Paying advisory fees from an IRA

We have heard from several different advisors that they are having their clients’ advisory fees aggregated and taken from IRA’s. Our understanding as well as from what we can find online is that only fees attributable to an IRA can be taken from the IRA. For example, you cannot take the advisory fee for an individual or trust account from an IRA, even if the IRA account owner is the same person. Is there an IRC loophole that allows for non-IRA fees to be taken from an IRA?
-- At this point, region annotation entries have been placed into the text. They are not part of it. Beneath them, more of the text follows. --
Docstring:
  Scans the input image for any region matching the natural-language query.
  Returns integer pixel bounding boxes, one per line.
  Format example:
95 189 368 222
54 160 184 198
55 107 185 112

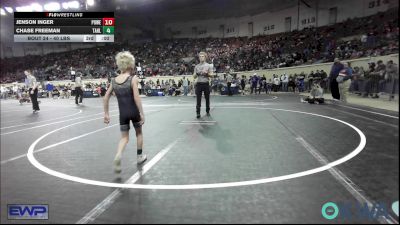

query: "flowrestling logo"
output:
7 204 49 220
321 201 399 221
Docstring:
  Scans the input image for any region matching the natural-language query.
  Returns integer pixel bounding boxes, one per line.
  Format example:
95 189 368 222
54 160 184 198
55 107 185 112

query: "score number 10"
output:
103 18 115 34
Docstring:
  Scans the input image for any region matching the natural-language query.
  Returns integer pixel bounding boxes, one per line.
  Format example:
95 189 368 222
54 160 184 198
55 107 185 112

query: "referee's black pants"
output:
75 87 83 105
196 83 210 114
29 88 40 110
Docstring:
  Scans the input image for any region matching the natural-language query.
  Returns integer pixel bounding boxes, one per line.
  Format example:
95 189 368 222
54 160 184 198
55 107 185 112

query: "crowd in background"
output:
0 8 399 83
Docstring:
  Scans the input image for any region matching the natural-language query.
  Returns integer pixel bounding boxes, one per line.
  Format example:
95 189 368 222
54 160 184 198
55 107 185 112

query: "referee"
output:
193 52 213 118
75 73 83 105
24 69 40 113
  • No loophole. You are correct that only fees attributed to the IRA assets can be paid pre tax from the IRA. Fees attributed to a Roth IRA can only be deducted from the Roth IRA and of course those would be paid post tax. This means that advisors are going to have to break out the fees per account or combinable groups of accounts. In the past IRA fees could be paid with outside funds and possible qualify for a misc deduction, but that deduction has been terminated by the TCJA. Probably the best approach is to have TIRA fees deducted directly from the TIRA, and Roth IRA fees paid from other funds rather than being deducted from the Roth IRA.
  • If an IRA paid such fees, at best it would constitute a taxable distribution plus penalty or at worst a prohibited transaction that could disqualify the IRA, so the financial industry is going to have to make adjustments to their billing methods to avoid these issues.